# Onde posso arranjar arquivos de imagens de satélite?



## irpsit (15 Jul 2009 às 19:23)

Olá a todos,

Sabem onde posso arranjar arquivos de imagens de satélite?
Queria ver imagens em alguns dias com tempestades/trovoadas particulares.

Por exemplo, 15-16 Agosto 2008 e 12-13 Julho 2008, na Europa Central.

Um abraço e obrigado,


----------



## psm (15 Jul 2009 às 19:29)

O unico sitio onde está disponabilizado que conheço,é o proprio Eumesat.



http://oiswww.eumetsat.org/IPPS/html/MSG/IMAGERY/IR039/COLOR/WESTERNEUROPE/index.htm

Ponho aqui o link da imagem da satelite, mas depois lá dentro tenta vasculhar.


----------



## Fil (16 Jul 2009 às 17:15)

Vê aqui também:

http://www.sat.dundee.ac.uk/geobrowse/geobrowse.php

É preciso registo aqui.


----------



## pedrojoper (16 Jul 2009 às 22:24)

Mais um: http://rapidfire.sci.gsfc.nasa.gov/subsets/index.php?subset=Europe_3_01
Este link mostra as imagens mais recentes (muito actuais, do próprio dia), mas no fim da página podes clicar em "_Display Alternate Dates_" e escolher outra data.


----------



## Mjhb (17 Jul 2009 às 10:04)

pedrojoper disse:


> Mais um: http://rapidfire.sci.gsfc.nasa.gov/subsets/index.php?subset=Europe_3_01
> Este link mostra as imagens mais recentes (muito actuais, do próprio dia), mas no fim da página podes clicar em "_Display Alternate Dates_" e escolher outra data.

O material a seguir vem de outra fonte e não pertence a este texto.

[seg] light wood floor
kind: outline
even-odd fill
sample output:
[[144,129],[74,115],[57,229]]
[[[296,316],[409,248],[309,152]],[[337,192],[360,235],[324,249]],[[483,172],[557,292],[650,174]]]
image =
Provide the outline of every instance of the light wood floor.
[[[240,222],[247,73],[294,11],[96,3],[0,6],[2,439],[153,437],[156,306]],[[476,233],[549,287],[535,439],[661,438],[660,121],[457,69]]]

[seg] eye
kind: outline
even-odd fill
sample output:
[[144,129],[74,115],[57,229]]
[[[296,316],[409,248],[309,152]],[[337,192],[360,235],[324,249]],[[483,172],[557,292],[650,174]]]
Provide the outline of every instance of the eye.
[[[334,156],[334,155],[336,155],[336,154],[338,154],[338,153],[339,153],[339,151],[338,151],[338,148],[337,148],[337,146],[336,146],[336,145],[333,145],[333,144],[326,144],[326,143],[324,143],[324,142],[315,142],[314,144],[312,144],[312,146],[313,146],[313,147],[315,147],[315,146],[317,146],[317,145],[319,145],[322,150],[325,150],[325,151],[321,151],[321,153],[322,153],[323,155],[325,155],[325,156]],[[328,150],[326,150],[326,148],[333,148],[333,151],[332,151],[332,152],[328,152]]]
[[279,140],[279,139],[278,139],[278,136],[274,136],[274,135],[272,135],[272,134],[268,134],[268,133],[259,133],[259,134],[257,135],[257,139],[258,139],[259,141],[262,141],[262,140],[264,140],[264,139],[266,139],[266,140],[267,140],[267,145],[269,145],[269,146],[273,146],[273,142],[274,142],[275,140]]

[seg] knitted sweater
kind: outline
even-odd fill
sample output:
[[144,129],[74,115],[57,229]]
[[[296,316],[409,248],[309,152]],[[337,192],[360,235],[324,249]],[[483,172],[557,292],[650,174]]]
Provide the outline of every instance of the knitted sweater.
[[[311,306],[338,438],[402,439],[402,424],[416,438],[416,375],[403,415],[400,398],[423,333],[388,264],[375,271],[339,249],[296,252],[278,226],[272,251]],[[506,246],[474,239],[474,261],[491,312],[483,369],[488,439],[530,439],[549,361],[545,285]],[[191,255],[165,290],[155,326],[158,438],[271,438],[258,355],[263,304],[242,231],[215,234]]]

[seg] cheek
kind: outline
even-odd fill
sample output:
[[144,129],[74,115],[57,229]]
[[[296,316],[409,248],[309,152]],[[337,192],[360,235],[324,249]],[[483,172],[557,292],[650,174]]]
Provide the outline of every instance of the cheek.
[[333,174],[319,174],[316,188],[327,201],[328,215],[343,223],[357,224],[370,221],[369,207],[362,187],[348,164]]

Quantas vezes é actualizado?
DE hora a hora?


----------



## pedrojoper (17 Jul 2009 às 12:13)

Acho que não é de hora a hora (ou melhor, tenho a certeza...), mas pelo menos duas vezes por dia é (uma para cada satélite). Se quiseres dados mais actuais, podes ir à página de dados "realtime", mas não diz de que área são as fotos, por isso tens de ver pelo trajecto do satélite a que hora ele passou (ou irá passar) aqui "por cima" e ver as imagens dessa hora. É fácil, tem uma imagem com os trajectos e a hora em que ele passa...


----------



## Mjhb (18 Jul 2009 às 09:48)

pedrojoper disse:


> Acho que não é de hora a hora (ou melhor, tenho a certeza...), mas pelo menos duas vezes por dia é (uma para cada satélite). Se quiseres dados mais actuais, podes ir à página de dados "realtime", mas não diz de que área são as fotos, por isso tens de ver pelo trajecto do satélite a que hora ele passou (ou irá passar) aqui "por cima" e ver as imagens dessa hora. É fácil, tem uma imagem com os trajectos e a hora em que ele passa...



´Tá certo.
Obrigado.


----------